# Small, friendly exotic?



## Rum_Kitty (Jun 14, 2009)

I'm hoping to get a small exotic mammal in the next few months and would love some advice regarding species. I've previously owned sugar gliders and hedgehogs. Hedgehogs in the end weren't really for me, and I loved the sugar gliders but I don't want any more of those just now at least, maybe in the future. I already own ferrets.

I was thinking along the lines of acacia rats, a duprasi or a short tailed opossum, but I have heard varying reports of how friendly both of these get. Can any owners give me their opinions? I'm quite taken with STO but litters seem to be few and far between. Would love suggestions of other critters too. I understand most exotics aren't going to be cuddly tame but I do want something I can handle.

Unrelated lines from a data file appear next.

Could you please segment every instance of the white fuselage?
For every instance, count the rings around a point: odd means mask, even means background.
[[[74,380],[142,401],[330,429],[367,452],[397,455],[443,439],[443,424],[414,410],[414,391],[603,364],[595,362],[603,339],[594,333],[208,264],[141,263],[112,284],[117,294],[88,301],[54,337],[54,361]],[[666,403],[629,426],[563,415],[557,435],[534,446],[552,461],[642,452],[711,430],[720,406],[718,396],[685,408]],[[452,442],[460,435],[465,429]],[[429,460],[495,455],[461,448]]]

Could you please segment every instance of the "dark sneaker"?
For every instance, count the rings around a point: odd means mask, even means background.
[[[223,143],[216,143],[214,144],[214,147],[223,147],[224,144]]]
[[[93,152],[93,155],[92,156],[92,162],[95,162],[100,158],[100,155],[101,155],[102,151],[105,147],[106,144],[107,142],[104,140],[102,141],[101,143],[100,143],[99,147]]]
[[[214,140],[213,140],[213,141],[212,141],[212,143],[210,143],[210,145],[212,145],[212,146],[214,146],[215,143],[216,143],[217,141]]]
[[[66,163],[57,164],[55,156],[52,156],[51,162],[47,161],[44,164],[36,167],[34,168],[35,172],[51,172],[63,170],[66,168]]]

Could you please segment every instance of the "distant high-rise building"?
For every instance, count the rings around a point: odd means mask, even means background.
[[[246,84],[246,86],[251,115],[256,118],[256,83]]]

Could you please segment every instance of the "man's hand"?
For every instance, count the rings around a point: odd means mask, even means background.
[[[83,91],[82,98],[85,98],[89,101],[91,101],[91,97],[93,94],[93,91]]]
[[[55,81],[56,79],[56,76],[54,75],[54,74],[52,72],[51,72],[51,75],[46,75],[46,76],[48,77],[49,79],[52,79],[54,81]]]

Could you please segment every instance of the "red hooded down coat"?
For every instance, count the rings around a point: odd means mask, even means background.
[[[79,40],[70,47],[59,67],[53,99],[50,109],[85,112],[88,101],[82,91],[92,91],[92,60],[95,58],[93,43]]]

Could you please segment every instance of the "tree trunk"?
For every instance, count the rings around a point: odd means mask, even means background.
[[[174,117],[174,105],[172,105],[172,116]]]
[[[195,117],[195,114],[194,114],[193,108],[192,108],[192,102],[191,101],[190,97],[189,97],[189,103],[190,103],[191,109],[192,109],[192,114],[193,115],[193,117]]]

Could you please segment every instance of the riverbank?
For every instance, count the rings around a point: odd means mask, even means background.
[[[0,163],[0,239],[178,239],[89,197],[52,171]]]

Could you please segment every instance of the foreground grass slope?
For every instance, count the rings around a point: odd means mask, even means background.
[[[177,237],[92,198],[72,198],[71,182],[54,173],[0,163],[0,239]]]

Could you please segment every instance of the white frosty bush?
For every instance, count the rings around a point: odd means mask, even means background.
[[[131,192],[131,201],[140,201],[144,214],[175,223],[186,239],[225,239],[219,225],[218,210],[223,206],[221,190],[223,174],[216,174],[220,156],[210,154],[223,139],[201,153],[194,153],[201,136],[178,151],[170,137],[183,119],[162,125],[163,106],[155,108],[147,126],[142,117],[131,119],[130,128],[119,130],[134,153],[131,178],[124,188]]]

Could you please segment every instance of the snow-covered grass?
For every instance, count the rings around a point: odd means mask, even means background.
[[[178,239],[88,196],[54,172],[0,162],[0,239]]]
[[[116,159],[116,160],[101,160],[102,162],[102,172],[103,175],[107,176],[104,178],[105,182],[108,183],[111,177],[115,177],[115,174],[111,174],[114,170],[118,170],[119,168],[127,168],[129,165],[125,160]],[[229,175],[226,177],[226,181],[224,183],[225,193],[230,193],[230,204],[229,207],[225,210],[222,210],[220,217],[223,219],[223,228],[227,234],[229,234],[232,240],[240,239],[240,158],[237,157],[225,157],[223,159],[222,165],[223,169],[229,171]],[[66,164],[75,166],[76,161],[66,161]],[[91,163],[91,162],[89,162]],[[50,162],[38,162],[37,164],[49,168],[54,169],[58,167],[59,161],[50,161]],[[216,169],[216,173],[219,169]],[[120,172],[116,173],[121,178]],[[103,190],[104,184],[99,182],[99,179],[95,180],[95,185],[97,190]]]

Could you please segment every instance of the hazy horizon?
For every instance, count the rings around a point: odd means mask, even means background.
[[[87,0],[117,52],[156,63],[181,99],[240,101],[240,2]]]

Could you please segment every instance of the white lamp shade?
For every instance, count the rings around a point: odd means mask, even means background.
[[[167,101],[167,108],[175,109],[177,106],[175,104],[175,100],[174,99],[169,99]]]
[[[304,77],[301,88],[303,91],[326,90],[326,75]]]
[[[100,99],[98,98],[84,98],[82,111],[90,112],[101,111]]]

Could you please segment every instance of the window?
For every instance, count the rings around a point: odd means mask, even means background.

Basically, I was looking for something that will live in a cage no bigger than a large rat size cage (so not more than 3 ft long, 3 ft wide, 5 ft high) and nothing free-roaming like a skunk. I prefer little critters right now.


----------



## x Sarah x (Nov 16, 2007)

As a duprasi keeper/breeder i highly recommend them, wonderful little critters, friendly, active, and fairly long lived at 4-6 years. i just love them, so much character packed into such a small animal


----------



## aquajird (Oct 27, 2010)

Duprasi would fit the bill fine. They are easy to handle. not the smartest of animals but cute and entertaining. Also they are extremely tidy and smell-free and need very little in the way of cage cleaning.


----------